1922 was the year of great ancient Egyptian discoveries. It was also the year when Egypt decided to take a step towards preserving its incredible heritage for its own country to share with the world, instead of allowing other countries to step in and whisk away the treasures.

Gigantic Obelisk Found At Assuan Heaviest Known

Weighs 1,168 Tons

Reveals Ingenuity of Egypt’s Engineers 4,000 Years Ago

Luxor, Egypt, Dec. 27. — Discovery of a gigantic obelisk at Assuan on the Nile has been announced recently in the continental newspapers, and though the find is not as important as that of the Tutankhamen tomb it is of great interest.

The monument, which is absolutely unique, is a great acquisition, according to Capt. Engleback, chief inspector of antiquities in the department of Upper Egypt.

Throughout the ages the top portion of the immense obelisk in granite on a hill in Assuan was known, as it was exposed to view for about twenty-two meters of its length sloping into a vast chiphead. The trouble had never been taken away the debris until when in the winter of 1920 King Feud, who takes a real interest in antiquities, visited this quarry and expressed a desire to see the obelisk completely exposed to view. This was done by the antiquities department and a complete report will be published by that department early in the new year.

The obelisk, which is still attached to its granite bed, is 133 feet long, 14 feet wide at the base and tapers to 8 feet at the small end. The weight, had the obelisk been extracted, would be 1,168 tons, which is triple the weight of the largest obelisk known to have been erected — that of Queen Hatshesuet at Karnak in Upper Egypt.

Capt. Endelback acknowledged that it seems incredible, but added that the ancient Egyptian engineers moved heavier and more awkward blocks, such as the Colossi at Thebes, which were transported far from the South, while the huge broken Colossus of Rameses II in the Ramesseum, which was brought to Assuan, must have weighed almost as much.

This obelisk now unearthed at Assuan was cut from the parent rock by a deep, narrow trench running around it. There is every reason to suppose the trench was bashed out by blows from balls of dolerite, which is a tough greenish stone allied to diorite, of which hundreds were found in the course of the excavating of this obelisk.

Thus they had a tool, durable and efficient, but easily lost. By experiment it can be demonstrated that the work with such tools would have taken about a year. Presumably each dolerite was attached to a hammer which was lifted and bashed down by several workmen under the supervision of foremen with whips.

When the work was about half finished it was abandoned owing to fissures in the granite, which made it unable to stand the tremendous strains due to the great length of the obelisk. It was not abandoned without a most searching examination and it was finally realized that all the work of bashing out the obelisk was useless as it was manifestly impossible to erect it.

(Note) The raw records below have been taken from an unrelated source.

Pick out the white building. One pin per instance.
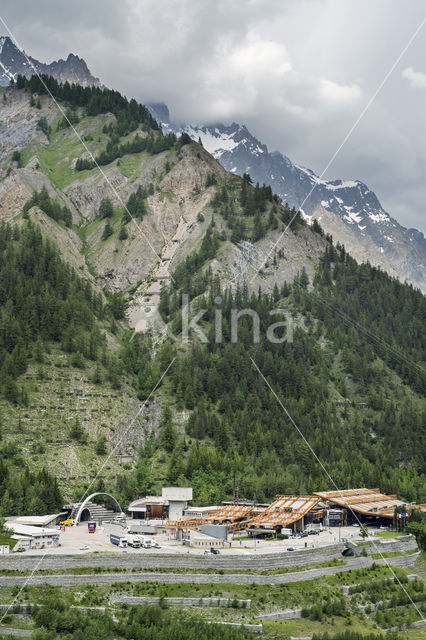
(169, 506)
(178, 498)
(30, 537)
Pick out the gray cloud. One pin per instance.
(297, 72)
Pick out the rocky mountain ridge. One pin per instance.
(347, 209)
(14, 62)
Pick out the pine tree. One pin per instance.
(105, 208)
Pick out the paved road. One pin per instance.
(196, 578)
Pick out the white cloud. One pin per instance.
(297, 73)
(339, 93)
(241, 72)
(417, 79)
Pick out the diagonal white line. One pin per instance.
(82, 142)
(332, 481)
(347, 136)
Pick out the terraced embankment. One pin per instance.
(67, 580)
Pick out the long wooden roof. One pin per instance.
(364, 501)
(284, 511)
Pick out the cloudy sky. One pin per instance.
(298, 73)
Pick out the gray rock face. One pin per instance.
(373, 234)
(13, 62)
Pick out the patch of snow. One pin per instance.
(343, 184)
(355, 216)
(8, 73)
(378, 217)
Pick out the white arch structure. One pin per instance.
(89, 498)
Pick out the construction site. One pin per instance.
(167, 522)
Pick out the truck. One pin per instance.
(134, 541)
(119, 541)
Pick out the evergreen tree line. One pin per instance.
(57, 619)
(237, 425)
(251, 211)
(94, 99)
(393, 314)
(41, 300)
(23, 492)
(153, 143)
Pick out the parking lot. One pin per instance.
(77, 540)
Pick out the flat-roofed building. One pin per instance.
(33, 537)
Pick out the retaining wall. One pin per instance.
(185, 602)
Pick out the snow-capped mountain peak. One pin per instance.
(13, 62)
(347, 209)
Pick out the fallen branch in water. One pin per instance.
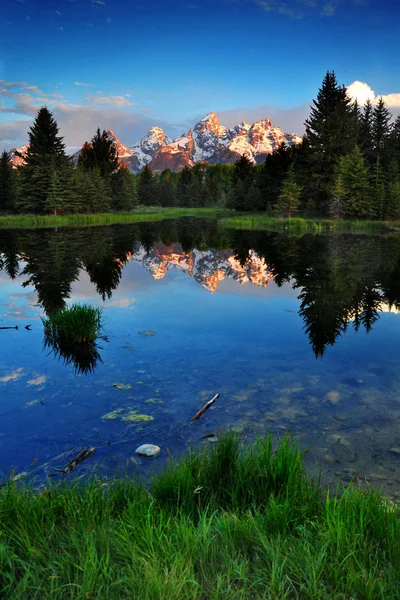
(205, 407)
(28, 327)
(83, 454)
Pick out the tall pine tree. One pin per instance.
(7, 184)
(46, 154)
(331, 130)
(100, 154)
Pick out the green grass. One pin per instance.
(301, 225)
(76, 324)
(227, 218)
(141, 214)
(224, 523)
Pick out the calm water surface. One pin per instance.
(298, 334)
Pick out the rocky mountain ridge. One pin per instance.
(206, 267)
(208, 141)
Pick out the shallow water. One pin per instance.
(296, 334)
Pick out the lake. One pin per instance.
(297, 334)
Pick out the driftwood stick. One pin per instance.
(83, 454)
(205, 407)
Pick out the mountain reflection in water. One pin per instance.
(342, 281)
(191, 310)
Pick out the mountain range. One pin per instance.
(208, 141)
(206, 267)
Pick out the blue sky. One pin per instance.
(129, 65)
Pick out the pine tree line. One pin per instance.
(49, 183)
(347, 165)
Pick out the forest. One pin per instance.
(347, 166)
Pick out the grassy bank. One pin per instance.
(141, 214)
(225, 524)
(227, 218)
(300, 225)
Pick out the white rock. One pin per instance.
(148, 450)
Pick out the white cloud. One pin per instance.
(110, 100)
(362, 92)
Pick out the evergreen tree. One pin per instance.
(366, 142)
(330, 130)
(100, 154)
(45, 154)
(165, 190)
(380, 126)
(379, 192)
(243, 176)
(147, 190)
(99, 197)
(393, 208)
(354, 175)
(392, 146)
(185, 188)
(8, 184)
(273, 173)
(288, 201)
(124, 193)
(336, 206)
(55, 199)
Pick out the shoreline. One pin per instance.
(227, 521)
(226, 218)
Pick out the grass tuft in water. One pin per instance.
(226, 522)
(71, 334)
(76, 324)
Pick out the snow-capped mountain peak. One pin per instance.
(208, 141)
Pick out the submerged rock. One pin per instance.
(148, 450)
(344, 450)
(122, 386)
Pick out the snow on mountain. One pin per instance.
(123, 151)
(211, 142)
(208, 141)
(143, 152)
(206, 267)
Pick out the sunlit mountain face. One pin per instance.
(297, 333)
(207, 267)
(208, 141)
(341, 282)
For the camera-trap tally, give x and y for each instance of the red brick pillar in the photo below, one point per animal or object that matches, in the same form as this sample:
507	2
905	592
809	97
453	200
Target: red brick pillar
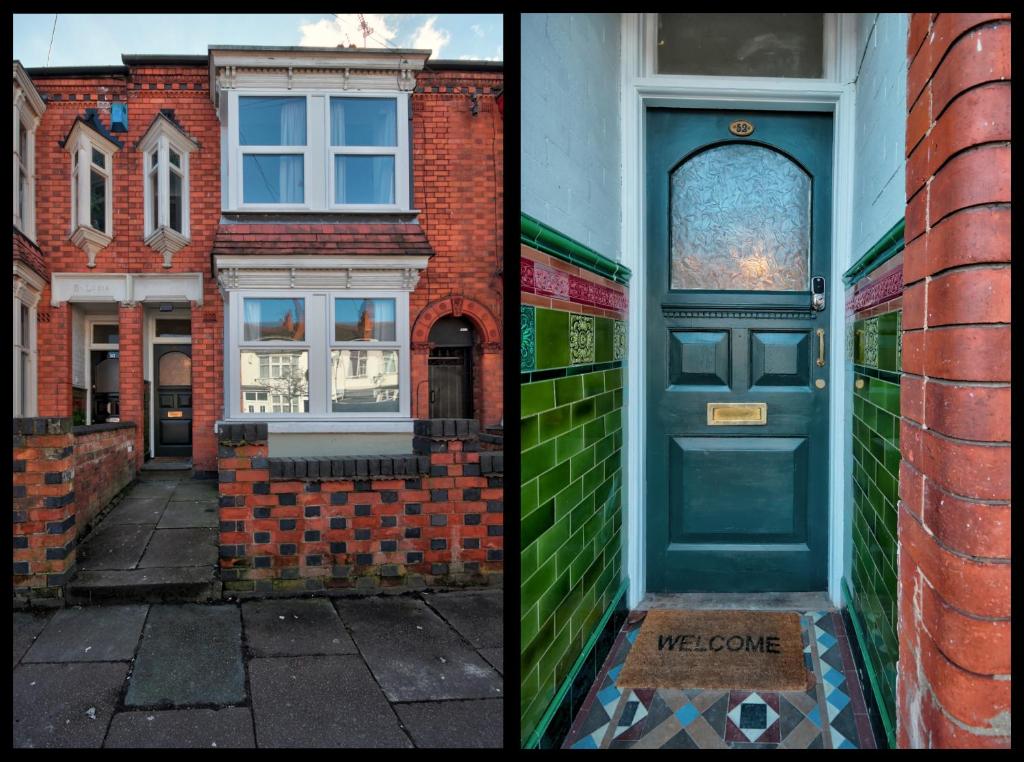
953	679
53	340
131	387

It is apparent from different measurements on the granite that several attempts were made at different periods to complete it before the final rejection of the idea, but as it was not the habit of the ancient Egyptians to associate themselves with failure there is no evidence as to which Kings ordered the respective attempts.

This destroys the historical value, but the obelisk is most interesting to engineers as showing how the ancient Egyptians, who were ignorants of all tools except rollers and levers, yet were able to move a brittle mass weighing 1,168 tons.